J'ouvre la bouche pour rétorquer que ce n'est pas vrai. Mais aucun mot ne franchit mes lèvres. Quelque part, je me demande s'il n'a pas raison. Je ne parviens même pas à me rappeler le moindre geste tendre de l'un d'entre à notre égard.

« Tu vois ? jubile presque Sirius. T'as rien à redire. Ils ne nous aiment pas.

_ Dans ce cas pourquoi est-ce que tu n'es pas parti maintenant qu'ils ne sont plus là ? »

Il me regarde avec pitié. Je déteste ça. Je ne suis pas le dernier des idiots, il n'a pas à me considérer comme tel.

« Ils ont jeté un sort sur la porte. Si je tente de la franchir, un troll me dévorera tout cru.

_ Passe par la fenêtre alors.

_ Evidemment qu'ils y ont pensé aussi. »

Il laisse sa châtaigne rouler sur la table et s'appuie à nouveau sur ses coudes.

« Je suis en prison ici. Je déteste cette maison et je déteste cette famille, Reg.

_ Moi aussi tu me détestes ? »

Ma voix s'est faite toute petite, toute faible. J'ai peur d'entendre sa réponse parce que moi je l'aime, c'est mon grand frère et je n'ai pas envie de devoir me passer de lui. Quand il est à Poudlard, je trouve déjà le temps sans lui assez long comme ça.

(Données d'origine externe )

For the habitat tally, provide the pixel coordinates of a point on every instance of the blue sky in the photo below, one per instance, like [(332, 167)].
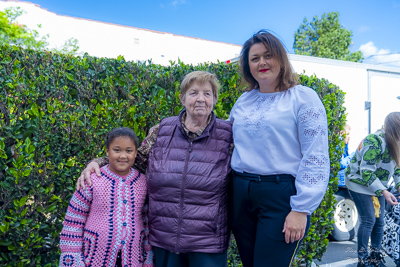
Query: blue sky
[(375, 24)]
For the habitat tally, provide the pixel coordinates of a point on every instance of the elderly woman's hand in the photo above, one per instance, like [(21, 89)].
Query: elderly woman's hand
[(295, 226), (85, 175)]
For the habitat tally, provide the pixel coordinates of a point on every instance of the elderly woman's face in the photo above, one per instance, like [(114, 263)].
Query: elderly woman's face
[(198, 99)]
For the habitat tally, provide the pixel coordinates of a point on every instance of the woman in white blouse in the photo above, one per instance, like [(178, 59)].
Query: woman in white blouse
[(281, 159)]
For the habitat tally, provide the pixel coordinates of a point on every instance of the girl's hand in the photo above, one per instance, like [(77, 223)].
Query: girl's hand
[(85, 175), (390, 198), (295, 226)]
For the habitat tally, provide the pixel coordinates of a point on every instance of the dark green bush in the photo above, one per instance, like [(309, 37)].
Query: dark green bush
[(55, 111)]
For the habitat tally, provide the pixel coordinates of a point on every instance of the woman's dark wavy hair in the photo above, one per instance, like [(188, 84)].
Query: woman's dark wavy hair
[(287, 78), (392, 135), (121, 132)]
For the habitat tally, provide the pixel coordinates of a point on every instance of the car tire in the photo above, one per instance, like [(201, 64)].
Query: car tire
[(346, 220)]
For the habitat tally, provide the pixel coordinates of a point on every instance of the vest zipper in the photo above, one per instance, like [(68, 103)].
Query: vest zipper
[(177, 247)]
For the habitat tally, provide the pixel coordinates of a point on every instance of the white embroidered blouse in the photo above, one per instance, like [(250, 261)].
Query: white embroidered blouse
[(284, 133)]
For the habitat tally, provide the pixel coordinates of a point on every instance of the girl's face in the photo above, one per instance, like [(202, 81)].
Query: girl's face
[(263, 67), (121, 155)]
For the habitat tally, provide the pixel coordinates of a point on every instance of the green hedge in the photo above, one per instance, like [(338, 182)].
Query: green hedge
[(55, 111)]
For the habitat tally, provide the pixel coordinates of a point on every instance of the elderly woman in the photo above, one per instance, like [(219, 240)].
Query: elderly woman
[(187, 158)]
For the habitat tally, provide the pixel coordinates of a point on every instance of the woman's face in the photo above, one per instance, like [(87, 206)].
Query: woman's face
[(198, 99), (263, 67)]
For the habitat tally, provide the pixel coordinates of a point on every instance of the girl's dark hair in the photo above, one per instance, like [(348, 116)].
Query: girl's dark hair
[(121, 132), (392, 135), (287, 78)]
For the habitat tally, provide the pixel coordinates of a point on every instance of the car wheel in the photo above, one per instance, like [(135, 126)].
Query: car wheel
[(346, 220)]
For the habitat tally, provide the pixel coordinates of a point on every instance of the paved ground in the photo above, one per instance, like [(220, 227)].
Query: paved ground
[(344, 254)]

« Non, toi je t'aime bien. T'es mon petit frère et tu le seras toujours.

_ Pour toute la vie ?

_ Evidemment. Je te protégerai toujours. »

Je sens encore des larmes me monter aux yeux mais elle sont coupées par la sonnette de la porte d'entrée et la voix de Kreattur.

« J'arrive, je viens ouvrir. »

La voix qui lui répond lorsqu'il ouvre la porte est sans conteste celle de cousine Araminta, la cousine de ma mère. Elle a toujours été très gentille avec moi et je suis content qu'elle soit là ce soir. Oubliant les évènements de l'après-midi, je monte à toute allure les escaliers pour aller l'accueillir.